We continued our C.S. Lewis-themed tour of Oxford by heading over to Holy Trinity Church, where he attended much of his later life and is buried. It struck me odd that a man of such talent and influence should be buried in such a humble spot, amidst overgrown grass and ancient graves. He died on November 22, 1963, but received little recognition, due to the assassination of John F. Kennedy on the same date. He was honored, however, with a memorial stone in Poets’ Corner of Westminster Abbey, which our tour group visited earlier in the trip.
We took a short drive further into Oxford to begin our walking tour. We started at the foot of the Martyrs’ Memorial, which remembers the deaths of Protestants Latimer, Ridley, and Cranmer, who were put to death because of their beliefs. Then we went further and stopped at the exact spot where all three had been burned at the stake. Along our walk, we took some time to explore University Church of St. Mary the Virgin, where Cranmer was tried and preached his final sermon.
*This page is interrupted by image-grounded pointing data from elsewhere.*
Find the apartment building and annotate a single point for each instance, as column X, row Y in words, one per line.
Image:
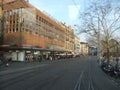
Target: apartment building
column 69, row 38
column 84, row 48
column 77, row 45
column 27, row 28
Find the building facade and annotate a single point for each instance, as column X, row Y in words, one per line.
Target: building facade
column 84, row 48
column 69, row 38
column 77, row 46
column 27, row 30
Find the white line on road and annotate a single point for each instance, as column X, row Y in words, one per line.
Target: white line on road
column 78, row 84
column 21, row 69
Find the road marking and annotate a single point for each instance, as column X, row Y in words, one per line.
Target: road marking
column 78, row 84
column 21, row 69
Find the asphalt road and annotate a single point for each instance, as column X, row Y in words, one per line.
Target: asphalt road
column 70, row 74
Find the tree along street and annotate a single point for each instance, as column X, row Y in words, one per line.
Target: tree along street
column 70, row 74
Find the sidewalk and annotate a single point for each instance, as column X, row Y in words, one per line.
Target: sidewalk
column 18, row 65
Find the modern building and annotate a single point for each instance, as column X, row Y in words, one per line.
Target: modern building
column 77, row 46
column 84, row 48
column 28, row 31
column 69, row 38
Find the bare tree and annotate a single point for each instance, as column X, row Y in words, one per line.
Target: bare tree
column 100, row 21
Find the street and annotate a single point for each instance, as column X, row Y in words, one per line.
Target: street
column 69, row 74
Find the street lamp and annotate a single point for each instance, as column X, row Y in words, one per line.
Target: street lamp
column 1, row 22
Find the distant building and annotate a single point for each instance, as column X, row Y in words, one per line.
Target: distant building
column 27, row 31
column 92, row 50
column 69, row 38
column 84, row 48
column 77, row 46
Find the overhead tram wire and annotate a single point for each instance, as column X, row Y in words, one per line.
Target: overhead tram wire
column 76, row 5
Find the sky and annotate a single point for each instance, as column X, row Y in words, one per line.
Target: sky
column 66, row 11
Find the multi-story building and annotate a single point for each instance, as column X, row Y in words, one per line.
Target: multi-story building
column 84, row 48
column 77, row 45
column 26, row 27
column 69, row 38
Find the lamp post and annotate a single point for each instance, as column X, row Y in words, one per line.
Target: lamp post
column 1, row 22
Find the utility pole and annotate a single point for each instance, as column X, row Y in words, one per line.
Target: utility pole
column 1, row 22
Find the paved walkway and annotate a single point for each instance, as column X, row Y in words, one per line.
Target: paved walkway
column 17, row 65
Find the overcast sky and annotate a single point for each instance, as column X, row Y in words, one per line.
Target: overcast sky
column 66, row 11
column 63, row 10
We also climbed the steep spiral steps up the spire of the church to look out over beautiful Oxford, the “city of spires.” We walked along and saw a few more sites including the New Building of Magdalen College where C.S. Lewis’ office was, as well the Addison Walk, which is another scenic walk that C.S. Lewis often enjoyed.
At the end of our walking tour, we were let loose into Oxford to shop and explore for a few hours. I personally made a point to make a stop at The Eagle and The Child, where C.S. Lewis and The Inklings often met to drink and discuss their writing projects. At 5:30pm, we walked back to the hostel, and then were driven by our wonderful coach driver Richard out to dinner, then back again for the evening. Over the course of this trip, I have enjoyed exploring old places new to me and learning about the past in a vivid and real way.